The midterm is composed of two parts: an individual and a group component.
The individual component provides a description of the data set and examples both of the type of information that can be gleaned as well as visualizations that can be made. Be as concise as possible—fight the verbosity of academia!
The README must contain:
A brief overview of what the data set contains. This should be a short paragraph composed of short sentences describing the source of the data and the type of information it holds. This will look a lot like the opening paragraph of the Data Dictionary that you have, though possibly even shorter.
Example Insights Provide about 5-10 pieces of information that are notable and illustrate the nature of the data set. These should be both engaging and potentially useful to someone looking to analyze the data. Taken as a group, they should illustrate multiple ways that the data set might be used (i.e., not all referencing the same variable). For example: “The 311 system categorizes requests for service into 218 types, the most common being General Request.” “The neighborhood with the most 911 calls in 2013 was Dorchester.”

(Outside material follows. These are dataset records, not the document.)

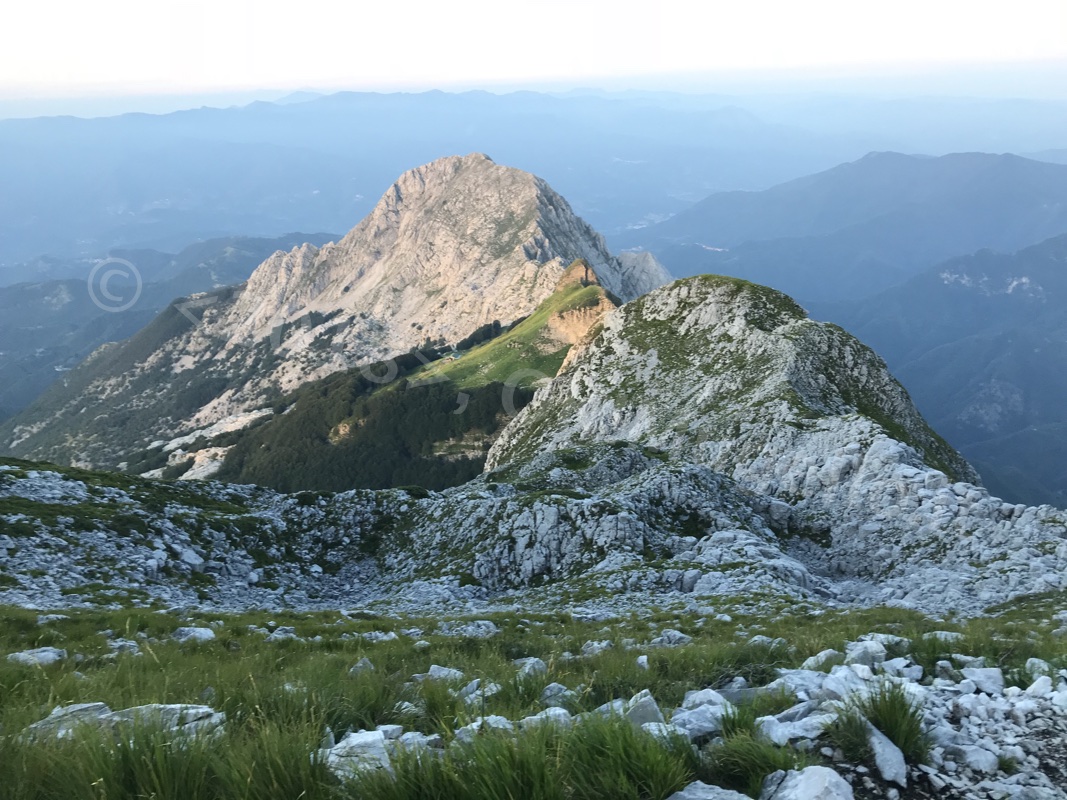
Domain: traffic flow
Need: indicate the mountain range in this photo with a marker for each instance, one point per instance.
(863, 226)
(52, 323)
(455, 248)
(978, 341)
(161, 181)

Visualization. Include at least two visualizations that illustrate some aspect of the data set that you find particularly noteworthy, complementing the “fun facts.”
Keep it as short as possible. No more than two pages should be necessary (usually). Remember that this is something that a visitor will want to read quickly to decide whether it is of interest. If it is too verbose you will be deducted points.
To review a strong example from a previous year, see attachment above.
Make sure your group includes:
The record-level file with all new and modified variables included.
An updated Data Documentation that describes the new variables and, if necessary, modifies the description of any already existing variables.
An R markdown document clearly articulating steps for all data cleaning and variable creation. This should be efficient and complete such that the code could be run all at once on raw data to recreate the updated data set.